Tribune Montrouge Magazine – L’expression citoyenne confisquée

Tribune des élus de « La Gauche à Montrouge » – Montrouge Magazine n°110 décembre 2014 – janvier 2015

En octobre 2009, nous dénoncions dans cette même tribune la parodie d‘expression de la population, que sont les réunions de quartier à Montrouge : une fois par an, une seule question par habitant et à condition que ce soit à la réunion de «son quartier».

Aujourd’hui, pour environ 50 000 habitants. La formule n’a pas changé et les restrictions de parole se sont accentuées.

Confiscation du micro = confiscation de la parole.

Dans ces réunions, un agent de la mairie tient le micro devant la personne qui parle, celle-ci n‘ayant pas le droit de le tenir elle-même !

Cela permet de retirer la parole, à toute personne qui insisterait un peu sur une question qui fâche… Cette méthode est significative de la confiscation de la parole qui sévit dans notre ville.

Outre ces réunions annuelles, il existe officiellement des conseils de quartier, mais là aussi, la parole des habitants est confisquée.

Les conseils de quartier sont normalement des lieux d‘expression directe et de concertation ouverts à tous les acteur(ice)s d‘un quartier. Autonomes dans leur fonctionnement, ils entrent dans la chaîne décisionnelle par leurs avis, leurs propositions et initiatives, sur tous les aspects intéressant directement la vie des
quartiers.

Mais pas à Montrouge.

Vous a-t-on demandé votre avis sur l‘aménagement de la place Emile Cresp ?
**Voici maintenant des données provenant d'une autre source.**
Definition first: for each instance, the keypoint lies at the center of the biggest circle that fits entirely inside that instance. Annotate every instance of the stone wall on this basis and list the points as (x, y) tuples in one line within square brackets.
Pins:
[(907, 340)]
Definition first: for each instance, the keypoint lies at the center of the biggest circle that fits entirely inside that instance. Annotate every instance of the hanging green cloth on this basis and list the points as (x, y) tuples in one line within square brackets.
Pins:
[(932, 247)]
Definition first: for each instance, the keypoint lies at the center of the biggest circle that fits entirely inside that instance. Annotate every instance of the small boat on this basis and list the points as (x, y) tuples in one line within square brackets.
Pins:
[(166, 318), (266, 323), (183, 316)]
Vous a-t-on informé sur les nouveaux immeubles qui surgissent de terre près de chez vous ? Des bureaux ? Des logements ?

Avez-vous votre mot à dire sur l‘accès à la piscine ou à la bibliothèque municipale.
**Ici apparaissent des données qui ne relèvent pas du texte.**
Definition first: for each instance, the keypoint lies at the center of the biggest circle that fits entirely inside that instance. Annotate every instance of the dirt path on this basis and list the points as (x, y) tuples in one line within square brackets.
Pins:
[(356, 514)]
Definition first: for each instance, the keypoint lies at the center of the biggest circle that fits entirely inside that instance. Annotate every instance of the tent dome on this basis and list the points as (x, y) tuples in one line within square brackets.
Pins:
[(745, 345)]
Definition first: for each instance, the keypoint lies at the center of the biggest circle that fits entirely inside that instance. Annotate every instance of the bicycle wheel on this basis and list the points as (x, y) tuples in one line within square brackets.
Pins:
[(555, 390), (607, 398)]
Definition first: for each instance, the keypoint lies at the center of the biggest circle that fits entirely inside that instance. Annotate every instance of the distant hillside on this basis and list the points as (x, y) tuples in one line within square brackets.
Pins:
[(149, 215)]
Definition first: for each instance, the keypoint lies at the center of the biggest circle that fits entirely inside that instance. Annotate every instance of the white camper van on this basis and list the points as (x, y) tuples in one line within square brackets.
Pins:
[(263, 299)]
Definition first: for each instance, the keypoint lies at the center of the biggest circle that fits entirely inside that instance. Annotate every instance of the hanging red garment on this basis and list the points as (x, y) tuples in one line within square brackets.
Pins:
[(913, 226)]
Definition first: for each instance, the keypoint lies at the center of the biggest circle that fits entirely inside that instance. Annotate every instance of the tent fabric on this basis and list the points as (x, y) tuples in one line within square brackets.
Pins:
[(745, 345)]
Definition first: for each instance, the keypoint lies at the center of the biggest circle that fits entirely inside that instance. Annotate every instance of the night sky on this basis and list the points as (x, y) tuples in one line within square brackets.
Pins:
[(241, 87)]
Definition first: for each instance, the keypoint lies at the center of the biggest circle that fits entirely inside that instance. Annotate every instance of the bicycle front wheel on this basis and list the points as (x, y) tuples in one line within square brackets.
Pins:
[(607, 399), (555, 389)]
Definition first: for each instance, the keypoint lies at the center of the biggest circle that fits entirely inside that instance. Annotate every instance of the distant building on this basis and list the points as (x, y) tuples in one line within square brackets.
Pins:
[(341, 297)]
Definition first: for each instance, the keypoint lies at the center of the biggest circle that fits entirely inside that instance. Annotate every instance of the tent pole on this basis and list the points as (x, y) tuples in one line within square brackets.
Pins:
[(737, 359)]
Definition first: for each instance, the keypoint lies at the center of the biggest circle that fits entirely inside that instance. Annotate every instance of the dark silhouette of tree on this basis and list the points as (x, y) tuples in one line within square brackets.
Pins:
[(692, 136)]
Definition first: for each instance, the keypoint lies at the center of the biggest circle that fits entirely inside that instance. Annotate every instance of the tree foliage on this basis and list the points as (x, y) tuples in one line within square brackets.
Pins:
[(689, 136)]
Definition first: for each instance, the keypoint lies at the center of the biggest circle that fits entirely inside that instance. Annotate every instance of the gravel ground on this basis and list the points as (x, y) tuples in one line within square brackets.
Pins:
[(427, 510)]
L’essence de la démocratie est d’écouter les citoyens.

Au lieu d‘organiser un partage des savoirs d‘usage ou techniques, que chacun possède à des degrés divers et une concertation entre citoyens, agents municipaux et élus, la municipalité persiste à refuser tout dialogue, quitte à affirmer que la ville ne peut rien faire face à certains problèmes.

M. le maire, vous êtes vice-président du Conseil Général des Hauts-de-Seine chargé des transports, de la voirie et des circulations douces. Vous devriez maîtriser parfaitement les problèmes de circulation. Pourquoi ne pas mettre en place un Plan de déplacement urbain dans votre ville ?
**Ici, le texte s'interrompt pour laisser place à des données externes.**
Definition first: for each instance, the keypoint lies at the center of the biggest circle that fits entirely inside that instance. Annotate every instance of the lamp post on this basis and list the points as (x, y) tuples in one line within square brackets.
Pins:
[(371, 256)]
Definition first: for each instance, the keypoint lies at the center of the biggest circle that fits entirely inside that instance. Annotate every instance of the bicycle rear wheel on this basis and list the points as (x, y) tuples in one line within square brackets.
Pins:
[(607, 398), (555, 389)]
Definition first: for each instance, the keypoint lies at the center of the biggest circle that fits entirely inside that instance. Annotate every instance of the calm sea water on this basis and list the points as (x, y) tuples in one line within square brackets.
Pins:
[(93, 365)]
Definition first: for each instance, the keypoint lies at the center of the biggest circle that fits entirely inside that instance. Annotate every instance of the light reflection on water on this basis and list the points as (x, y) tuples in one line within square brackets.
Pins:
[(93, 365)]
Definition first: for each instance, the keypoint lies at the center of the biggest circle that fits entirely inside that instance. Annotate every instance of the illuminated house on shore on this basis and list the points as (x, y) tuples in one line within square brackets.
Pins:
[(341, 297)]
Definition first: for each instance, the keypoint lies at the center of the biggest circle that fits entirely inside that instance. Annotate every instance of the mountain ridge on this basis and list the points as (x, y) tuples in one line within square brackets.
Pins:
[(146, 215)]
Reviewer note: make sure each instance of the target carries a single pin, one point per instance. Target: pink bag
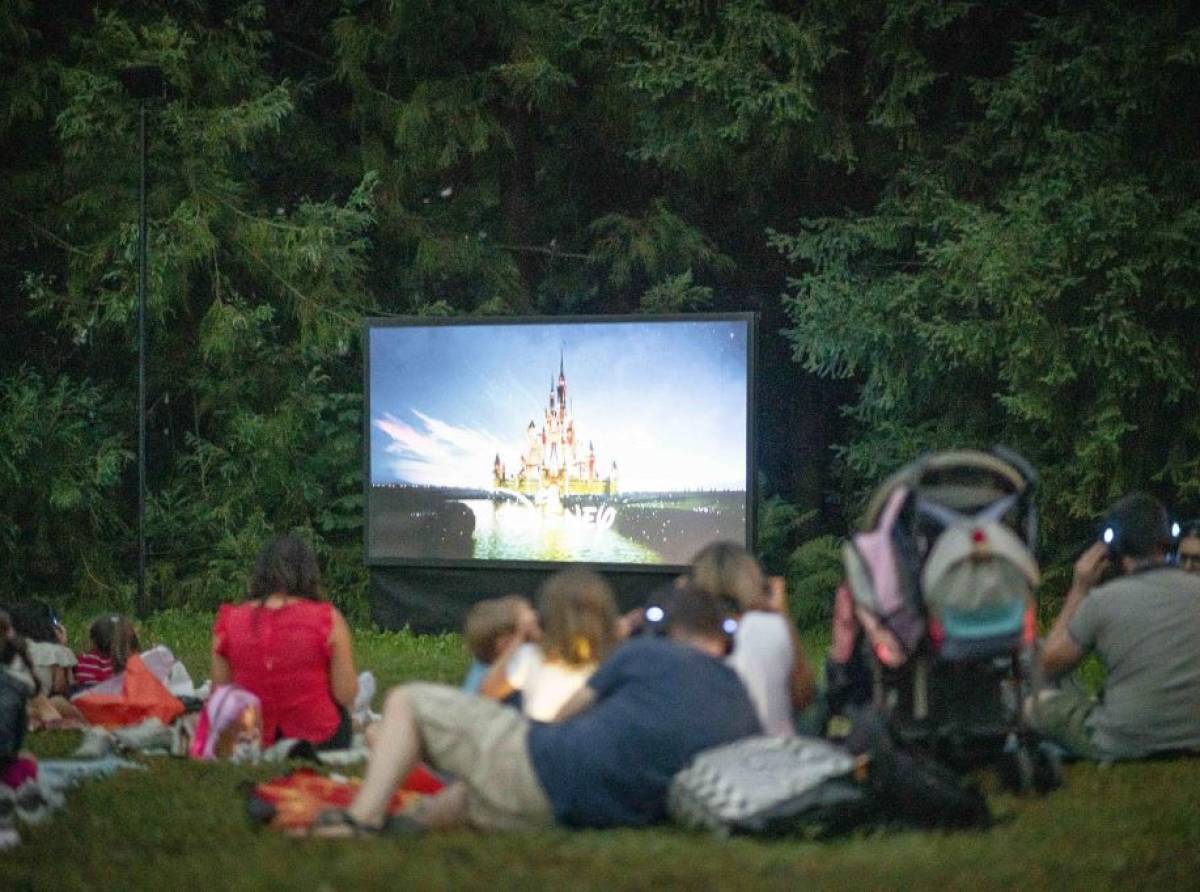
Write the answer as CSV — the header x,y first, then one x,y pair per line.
x,y
231,726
M. le maire, les médiateurs de quartier, bénévoles formés, ont démontré que la ville peut lutter contre les incivilités si décriées dans chacune des réunions que vous organisez.
Pourquoi refusez-vous d‘étudier la mise en place de ce dispositif dans votre ville ?

M. le maire, pourquoi seules certaines associations montrougiennes participent-elles au forum des associations et non l‘intégralité de celles qui en font la demande ?

Pour votre dernier mandat, osez créer et dynamiser ces lieux de rencontre, d’écoute, de dialogue, d‘information et d’échanges.
Faites confiance à l’expertise des habitants pour enrichir la décision politique locale.